Earlier this week, the ALS Association announced FDA approval of AMX0035, also known as Relyvrio. The new treatment’s funding included donations from 2014’s ALS ice bucket challenge, which spread like wildfire across social media platforms worldwide.
The ice bucket challenge gained traction following its popularization by Patrick Quinn and Pete Frates. As ALS patients themselves, they are responsible for considerable increases in awareness, engagement, and fundraising following the challenge’s 2014 rise. Former professional golfer Chris Kennedy also helped expose the movement to the mainstream. His video served as a springboard for the challenge to reach a larger, higher-profile audience.
Social media’s role in advancing the challenge and its cause was enormous. According to data provided by Facebook, the number of users engaging in conversations about the ALS ice bucket challenge rose from zero in early June 2014 to more than 6 million by August 10th, 2014. Following this climb, the number of conversations regarding the challenge suddenly quadrupled, engaging more than 24 million users as of August 17th, 2014. Talk about going viral.
This massive spike in engagement drew the likes of social media users from all walks of life, including Facebook’s own Mark Zuckerberg. This exposure led to challenges for other high-profile and deep-pocketed celebrities, including Bill Gates, Facebook’s Sheryl Sandberg, and Netflix CEO Reed Hastings.
Amyotrophic Lateral Sclerosis, also known as Lou Gehrig’s disease, is a progressive neurological disease that leads to a decline in motor neurons. While the condition does not affect a person’s mental ability, it leads to strength and muscle loss, resulting in the immobility of the limbs and body and, eventually, the inability to breathe.

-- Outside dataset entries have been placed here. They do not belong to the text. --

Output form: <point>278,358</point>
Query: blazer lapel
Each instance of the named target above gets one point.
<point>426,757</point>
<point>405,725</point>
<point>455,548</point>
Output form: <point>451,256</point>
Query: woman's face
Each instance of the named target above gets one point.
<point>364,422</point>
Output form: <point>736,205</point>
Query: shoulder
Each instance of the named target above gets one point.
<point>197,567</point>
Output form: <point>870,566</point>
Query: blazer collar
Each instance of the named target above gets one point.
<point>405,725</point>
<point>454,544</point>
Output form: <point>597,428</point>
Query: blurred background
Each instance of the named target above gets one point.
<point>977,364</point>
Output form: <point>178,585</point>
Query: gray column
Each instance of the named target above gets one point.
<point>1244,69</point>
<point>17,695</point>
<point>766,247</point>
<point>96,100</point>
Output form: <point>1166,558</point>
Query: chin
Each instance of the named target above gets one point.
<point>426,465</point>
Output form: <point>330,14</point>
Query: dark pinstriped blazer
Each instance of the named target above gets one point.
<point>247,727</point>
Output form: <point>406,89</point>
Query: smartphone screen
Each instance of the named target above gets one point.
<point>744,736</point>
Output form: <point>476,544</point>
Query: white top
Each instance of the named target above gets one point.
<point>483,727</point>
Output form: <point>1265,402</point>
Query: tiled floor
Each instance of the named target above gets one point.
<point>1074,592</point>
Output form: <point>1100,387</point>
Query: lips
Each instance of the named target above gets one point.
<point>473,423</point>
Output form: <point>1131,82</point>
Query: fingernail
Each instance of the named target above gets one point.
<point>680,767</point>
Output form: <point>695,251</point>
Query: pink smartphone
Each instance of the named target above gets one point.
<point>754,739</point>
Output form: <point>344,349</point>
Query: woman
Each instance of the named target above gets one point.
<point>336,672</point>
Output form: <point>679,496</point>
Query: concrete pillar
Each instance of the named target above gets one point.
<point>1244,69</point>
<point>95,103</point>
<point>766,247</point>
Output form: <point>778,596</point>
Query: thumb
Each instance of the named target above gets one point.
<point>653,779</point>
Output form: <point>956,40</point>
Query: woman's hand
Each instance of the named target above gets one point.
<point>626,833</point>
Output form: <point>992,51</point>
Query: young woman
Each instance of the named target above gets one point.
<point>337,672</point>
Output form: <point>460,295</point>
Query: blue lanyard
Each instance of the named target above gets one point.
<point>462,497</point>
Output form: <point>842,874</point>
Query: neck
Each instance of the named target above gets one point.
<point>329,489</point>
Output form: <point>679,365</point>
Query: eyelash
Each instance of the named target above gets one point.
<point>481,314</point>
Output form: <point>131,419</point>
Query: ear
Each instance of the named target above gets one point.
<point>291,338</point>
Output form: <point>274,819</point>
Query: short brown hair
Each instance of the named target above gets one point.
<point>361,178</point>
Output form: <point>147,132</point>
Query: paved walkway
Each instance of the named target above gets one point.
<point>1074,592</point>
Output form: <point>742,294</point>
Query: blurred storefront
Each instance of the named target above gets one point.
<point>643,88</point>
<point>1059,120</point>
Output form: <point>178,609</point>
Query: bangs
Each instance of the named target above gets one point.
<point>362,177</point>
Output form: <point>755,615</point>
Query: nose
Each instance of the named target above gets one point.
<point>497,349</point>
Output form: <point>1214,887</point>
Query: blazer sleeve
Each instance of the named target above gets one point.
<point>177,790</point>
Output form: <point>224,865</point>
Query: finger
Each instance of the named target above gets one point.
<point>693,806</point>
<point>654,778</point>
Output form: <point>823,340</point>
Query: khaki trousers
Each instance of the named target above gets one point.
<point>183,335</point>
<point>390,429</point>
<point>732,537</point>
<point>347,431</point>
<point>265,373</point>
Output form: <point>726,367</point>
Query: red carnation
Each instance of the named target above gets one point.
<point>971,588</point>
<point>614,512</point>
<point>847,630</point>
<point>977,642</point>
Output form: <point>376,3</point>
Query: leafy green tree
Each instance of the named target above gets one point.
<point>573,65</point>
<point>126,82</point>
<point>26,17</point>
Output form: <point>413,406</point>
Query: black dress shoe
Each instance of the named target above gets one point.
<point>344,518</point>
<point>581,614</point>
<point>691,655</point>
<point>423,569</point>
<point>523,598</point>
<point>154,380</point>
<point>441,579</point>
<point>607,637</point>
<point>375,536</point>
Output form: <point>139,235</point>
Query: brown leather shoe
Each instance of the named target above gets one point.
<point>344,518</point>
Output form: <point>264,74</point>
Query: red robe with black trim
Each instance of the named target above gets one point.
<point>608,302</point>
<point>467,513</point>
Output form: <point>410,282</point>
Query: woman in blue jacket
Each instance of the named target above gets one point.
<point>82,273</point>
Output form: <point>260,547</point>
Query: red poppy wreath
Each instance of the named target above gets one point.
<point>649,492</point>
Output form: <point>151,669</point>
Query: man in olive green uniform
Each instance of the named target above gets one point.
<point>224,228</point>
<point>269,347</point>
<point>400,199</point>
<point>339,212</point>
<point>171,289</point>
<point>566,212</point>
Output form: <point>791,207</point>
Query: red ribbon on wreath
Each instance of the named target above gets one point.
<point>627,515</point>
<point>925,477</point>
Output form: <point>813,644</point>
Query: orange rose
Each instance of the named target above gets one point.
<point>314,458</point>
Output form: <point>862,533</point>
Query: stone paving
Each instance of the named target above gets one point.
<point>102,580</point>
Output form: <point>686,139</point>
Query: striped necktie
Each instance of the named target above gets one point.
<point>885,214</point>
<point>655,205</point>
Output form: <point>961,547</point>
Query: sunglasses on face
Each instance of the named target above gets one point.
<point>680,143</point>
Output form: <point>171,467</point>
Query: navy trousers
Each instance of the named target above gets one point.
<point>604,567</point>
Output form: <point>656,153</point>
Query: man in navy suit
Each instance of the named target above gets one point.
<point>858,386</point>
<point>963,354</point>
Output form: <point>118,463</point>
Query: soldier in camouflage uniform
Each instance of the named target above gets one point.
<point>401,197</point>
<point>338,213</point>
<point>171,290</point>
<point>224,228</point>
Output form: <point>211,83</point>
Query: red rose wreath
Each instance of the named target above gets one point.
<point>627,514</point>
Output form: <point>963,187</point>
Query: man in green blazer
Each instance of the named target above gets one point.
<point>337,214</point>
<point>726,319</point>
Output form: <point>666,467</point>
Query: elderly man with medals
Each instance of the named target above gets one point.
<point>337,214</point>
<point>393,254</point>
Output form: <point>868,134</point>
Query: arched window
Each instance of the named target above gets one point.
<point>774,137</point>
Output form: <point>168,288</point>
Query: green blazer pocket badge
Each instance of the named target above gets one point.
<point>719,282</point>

The donations received from the challenge directly impacted the ALS Association’s ability to support the new drug’s development. In 2016, the association provided Amylyx Pharmaceuticals with a $750,000 grant to support the new drug’s clinical trial pilot program. A month later, it furnished another $1.46 million in donated funds to the Northeast ALS Consortium (NEALS) to support AMX0035’s phase 2 clinical trials.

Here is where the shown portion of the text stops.